The effect of probiotics supplementation in postoperative cancer patients: a prospective pilot study

Affiliations
  • 1Cancer Genomic Research Institute, Immunology Laboratory, Seoul Song Do Colorectal Hospital, Seoul, Korea
  • 2Ildong Bioscience, Pyeongtaek, Korea
  • 3Cancer Immune Clinic, Seoul Song Do Colorectal Hospital, Seoul, Korea
  • 4Department of Surgery, Pelvic Floor Center, Seoul Song Do Colorectal Hospital, Seoul, Korea
  • 5Department of Pathology, Seoul Song Do Colorectal Hospital, Seoul, Korea

Abstract

Purpose
Microbiota manipulation through selected probiotics may be a promising tool to prevent cancer development as well as onset, to improve clinical efficacy for cancer treatments.
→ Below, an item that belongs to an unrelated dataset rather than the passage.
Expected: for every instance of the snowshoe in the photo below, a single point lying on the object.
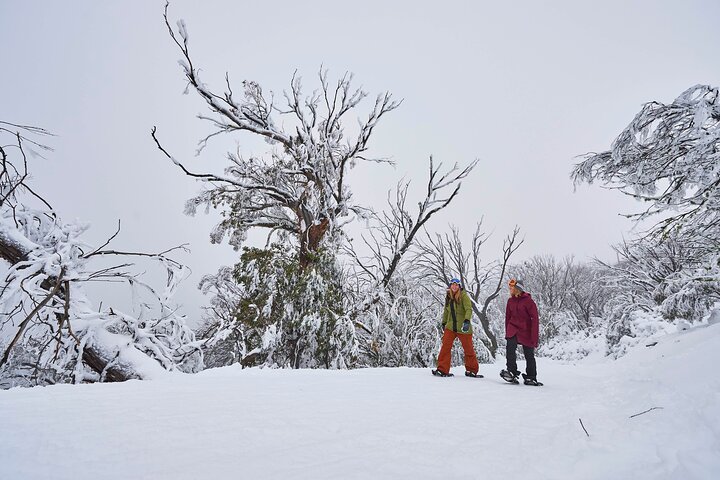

The purpose of this study was to evaluate change in microbiota composition after-probiotics supplementation and assessed the efficacy of probiotics in improving quality of life (QOL) in postoperative cancer patients.
Methods
Stool samples were collected from 30 cancer patients from February to October 2020 before (group I) and after (group II) 8 weeks of probiotics supplementation. We performed 16S ribosomal RNA gene sequencing to evaluate differences in gut microbiota between groups by comparing gut microbiota diversity, overall composition, and taxonomic signature abundance. The health-related QOL was evaluated through the EORTC Quality of life Questionnaire Core 30 questionnaire.
Results
Statistically significant differences were noted in group II; increase of Shannon and Simpson index (P = 0.004 and P = 0.001), decrease of Bacteroidetes and Fusobacteria at the phylum level (P = 0.032 and P = 0.014, retrospectively), increased of beneficial bacteria such as Weissella (0.096% vs. 0.361%, P < 0.004), Lactococcus (0.023% vs. 0.16%, P < 0.001), and Catenibacterium (0.0% vs. 0.005%, P < 0.042) at the genus level. There was a significant improvement in sleep disturbance (P = 0.039) in group II.
Conclusion
Gut microbiota in cancer patients can be manipulated by specific probiotic strains, result in an altered microbiota. Microbiota modulation by probiotics can be considered as part of a supplement that helps to increase gut microbiota diversity and improve QOL in cancer patients after surgery.

Keyword

Cancer patients; Gut microbiota; Postoperative; Probiotics; Quality of life

Figure

  • Fig. 1 Alpha diversity. Boxplots of alpha diversity metrics; (A) Chao1, (B) Shannon index, and (C) Simpson index. Red bars and points indicate before group values; blue bars and points indicate after group values. Significance was assessed by means of paired Wilcoxon test. Group I, the group before ingestion of probiotics; group II, the group after ingestion of probiotics.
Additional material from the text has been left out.